Blood cancer diagnosis through microscopic image analysis is challenging due to subtle morphological differences between cell stages and subtypes. This study aims to develop a Hybrid Involutional-Convolutional Neural Network (HICNN) for automated leukemia detection and white blood cell morphology analysis, enabling precise classification of leukemia stages and leukocyte subtypes to improve diagnostic accuracy. The HICNN integrates involution layers, which dynamically generate spatially adaptive kernels for context-specific feature extraction, with convolutional layers that capture translation-invariant hierarchical patterns. This hybrid architecture leverages parallel processing within hybrid blocks to enhance discrimination of subtle cellular variations. The HICNN achieved exceptional performance with 99.5% accuracy on a leukemia staging dataset and 98.00% accuracy on a leukocyte subtyping dataset, surpassing state-of-the-art models. Model reliability was demonstrated through Brier scores of 0.0019 and 0.0069, with inter-class misclassifications below 2% and minimal overlap between class confidence scores. Training performance showed stable convergence within 50 epochs, with validation accuracy exceeding 99% by epoch 30. The HICNN advances automated hematological diagnostics by successfully addressing feature discrimination and model calibration challenges. The framework demonstrates robust performance in both cancer staging and cell subtype classification tasks, showing promise for reducing diagnostic ambiguity and improving early detection in leukemia and related hematological disorders.

Keywords: Blood cancer classification; Clinical diagnostic reliability; Hybrid CNN-involution networks; Leukemia staging (Hema-DA); Leukocyte subtyping (Hema-DB); Microscopic image analysis; Model calibration (Brier Score); Spatial-hierarchical feature learning.

Fig. 1

Representative samples from the Hema-DA dataset, illustrating morphological variations across the four cancer stages.

Fig. 2

Visual examples from the Hema-DB dataset, highlighting distinct morphological features of leukocyte subtypes.

Fig. 3

Architecture of the proposed HICNN, showing the parallel processing structure within hybrid blocks. Detailed views contrast the dynamic kernel generation in involution operations against traditional convolution’s fixed kernel approach. The network employs three sequential hybrid blocks with increasing channel dimensions for feature extraction.

Fig. 4

Training and validation learning curves for Hema-DA dataset. The proposed HICNN exhibits sharp convergence with validation accuracy reaching 99.85% within 50 epochs.

Fig. 5

Training and validation learning curves for Hema-DB dataset. The proposed HICNN exhibits sharp convergence with validation accuracy reaching 99.65% within 50 epochs.

Fig. 6

Normalized confusion matrice for Hema-DA dataset.

Fig. 7

Normalized confusion matrice for Hema-DB dataset.

Fig. 8

Class-wise probability density distributions for Hema-DA dataset.

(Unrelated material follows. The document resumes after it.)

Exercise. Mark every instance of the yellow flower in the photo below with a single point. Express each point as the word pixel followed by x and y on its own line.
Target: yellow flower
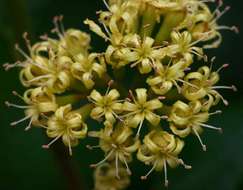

Sharp peaks near 1.0 for Benign class reflect high prediction confidence, while minimal overlap between Early and Pre stages (0.5–0.8 range) underscores the model’s discriminative capability.

Fig. 9

Class-wise probability density distributions for (a) Hema-DA and (b) Hema-DB datasets. Sharp peaks near 1.0 for EOSINOPHIL class reflect high prediction confidence, while minimal overlap between LYMPHOCYTE and MONOCYTE stages underscores the model’s discriminative capability.

Fig. 10

Grad-CAM visualizations for Hema-DB classes: (a) Motorcycle, (b) Neutrophil, (c) Lymphocyte, (d) Eosinophil, highlighting structural and cellular features influencing predictions.

Fig. 11

Grad-CAM visualizations for Hema-DA classes: (a) Early, (b) Pre, (c) Pro, (d) Benign, emphasizing progressive cellular features and diagnostic markers.

Fig. 12

Confusion matrix for cross-dataset evaluation on Blood Cells Image Dataset. The matrix shows strong diagonal dominance, indicating excellent class discrimination with minimal misclassification.